The space complexity is linear because every inserted value must remain stored to support historical queries.

Test Cases

# Provided example
tm = TimeMap()
tm.set("foo", "bar", 1)
assert tm.get("foo", 1) == "bar"          # exact timestamp
assert tm.get("foo", 3) == "bar"          # closest earlier timestamp

tm.set("foo", "bar2", 4)
assert tm.get("foo", 4) == "bar2"         # exact newer timestamp
assert tm.get("foo", 5) == "bar2"         # future timestamp

# Missing key
tm = TimeMap()
assert tm.get("missing", 10) == ""        # nonexistent key

# Query before first timestamp
tm = TimeMap()
tm.set("a", "x", 5)
assert tm.get("a", 1) == ""               # no earlier timestamp exists

# Multiple updates
tm = TimeMap()
tm.set("k", "v1", 1)
tm.set("k", "v2", 2)
tm.set("k", "v3", 3)

assert tm.get("k", 1) == "v1"             # first value
assert tm.get("k", 2) == "v2"             # middle value
assert tm.get("k", 3) == "v3"             # latest exact match
assert tm.get("k", 100) == "v3"           # latest historical value

# Different keys
tm = TimeMap()
tm.set("a", "apple", 1)
tm.set("b", "banana", 2)

assert tm.get("a", 2) == "apple"          # independent key lookup
assert tm.get("b", 2) == "banana"

# Large timestamp gap
tm = TimeMap()
tm.set("gap", "start", 1)
tm.set("gap", "end", 10000000)

assert tm.get("gap", 5000000) == "start"  # large search range
assert tm.get("gap", 10000000) == "end"
Test Why
Provided example Validates standard behavior
Missing key Ensures nonexistent keys return empty string
Query before first timestamp Verifies lower-bound edge handling
Multiple updates Tests binary search correctness
Different keys Confirms hash map separation
Large timestamp gap Ensures timestamps themselves do not affect correctness

Edge Cases

One important edge case occurs when querying a key that has never been inserted. A naive implementation might attempt to binary search an empty list or access missing data, causing runtime errors. The implementation avoids this by checking whether the key exists in the hash map before searching.

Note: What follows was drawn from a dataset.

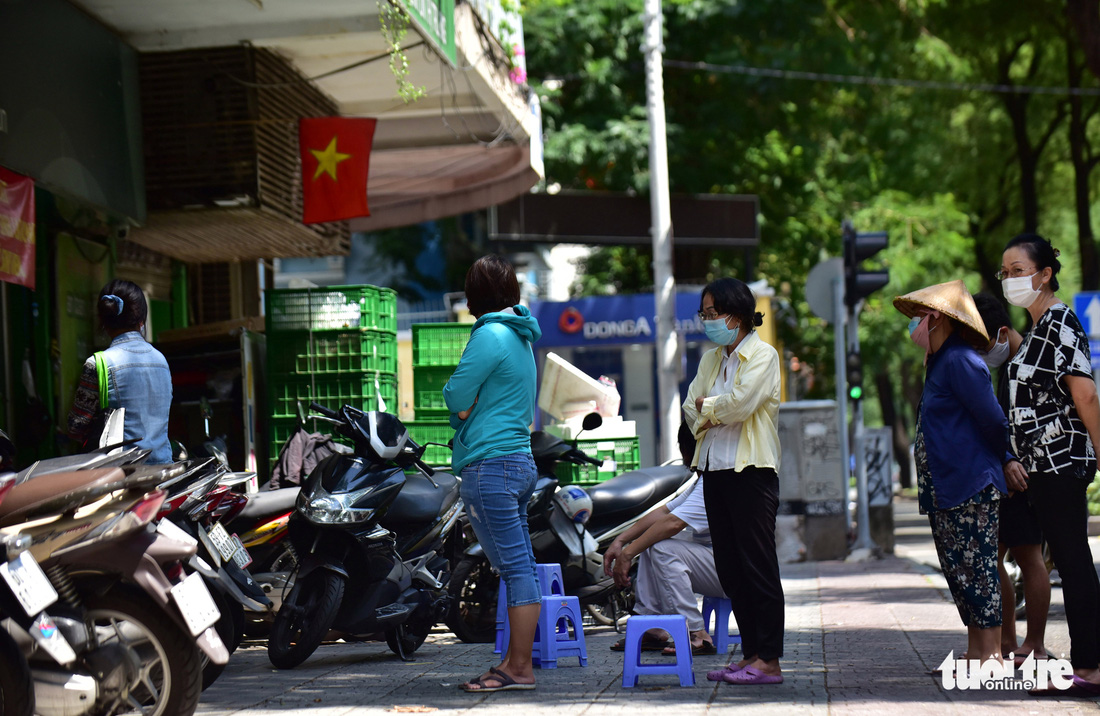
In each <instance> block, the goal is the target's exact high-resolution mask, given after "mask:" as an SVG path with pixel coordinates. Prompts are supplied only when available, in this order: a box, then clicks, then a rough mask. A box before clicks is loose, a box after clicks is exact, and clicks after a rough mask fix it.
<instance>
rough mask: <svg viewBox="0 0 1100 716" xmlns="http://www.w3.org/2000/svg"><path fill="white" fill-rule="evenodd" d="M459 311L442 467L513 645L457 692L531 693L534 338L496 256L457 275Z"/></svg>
mask: <svg viewBox="0 0 1100 716" xmlns="http://www.w3.org/2000/svg"><path fill="white" fill-rule="evenodd" d="M466 302H467V305H469V307H470V312H471V313H472V315H473V316H474V318H476V319H477V322H475V323H474V328H473V332H472V333H471V334H470V342H469V343H467V344H466V349H465V351H463V353H462V360H461V361H459V367H456V368H455V370H454V374H453V375H452V376H451V379H450V381H449V382H448V384H447V387H444V388H443V398H444V399H445V400H447V407H448V409H449V410H450V411H451V426H452V427H453V428H454V429H455V433H454V452H453V456H452V460H451V463H452V466H453V467H454V472H455V473H456V474H460V475H461V476H462V499H463V502H464V503H465V505H466V514H467V515H469V516H470V522H471V525H472V526H473V528H474V533H475V535H476V536H477V541H478V542H480V543H481V546H482V548H484V550H485V554H486V555H487V557H488V561H489V563H492V565H493V566H494V568H495V569H496V570H497V571H498V572H499V573H500V579H503V580H504V582H505V584H506V585H507V592H508V621H509V624H510V628H511V636H510V637H509V640H508V649H507V651H506V652H505V654H504V661H502V662H500V665H499V667H494V668H491V669H489V670H488V672H486V673H484V674H482V675H481V676H478V678H477V679H474V680H472V681H469V682H466V683H465V684H463V689H465V690H466V691H469V692H491V691H511V690H531V689H535V671H533V670H532V669H531V643H532V642H533V641H535V627H536V624H537V623H538V619H539V605H540V603H541V594H540V592H539V584H538V577H537V576H536V572H535V553H533V552H532V551H531V538H530V536H529V535H528V532H527V503H528V500H529V499H530V498H531V494H532V493H533V492H535V481H536V478H537V477H538V473H537V472H536V470H535V460H533V459H532V458H531V433H530V429H529V426H530V425H531V422H532V421H533V419H535V384H536V370H535V352H533V350H532V349H531V343H533V342H535V341H537V340H539V338H541V335H542V331H541V330H539V323H538V321H537V320H535V318H532V317H531V315H530V311H528V310H527V309H526V308H524V307H522V306H519V305H518V304H519V282H517V280H516V272H515V269H513V267H511V265H510V264H509V263H508V262H507V261H505V260H504V258H500V257H499V256H496V255H488V256H482V257H481V258H478V260H477V261H475V262H474V264H473V265H472V266H471V267H470V271H469V272H466Z"/></svg>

Another critical edge case is querying a timestamp earlier than the first stored timestamp. For example, if the earliest value for a key is stored at timestamp 5, then querying timestamp 2 should return an empty string. The binary search naturally handles this because no valid timestamp less than or equal to the target is ever found, so the answer variable remains empty.

A third subtle edge case involves querying between two stored timestamps. Suppose values exist at timestamps 1 and 10, and we query timestamp 7. The algorithm must return the value from timestamp 1, not fail because there is no exact match. This is why the binary search searches for the rightmost timestamp less than or equal to the target instead of only checking for equality.

Another potential source of bugs is maintaining sorted order. Many binary search solutions fail if the underlying data is not sorted. This problem guarantees strictly increasing timestamps for set operations, allowing append-only insertion while preserving sorted order automatically.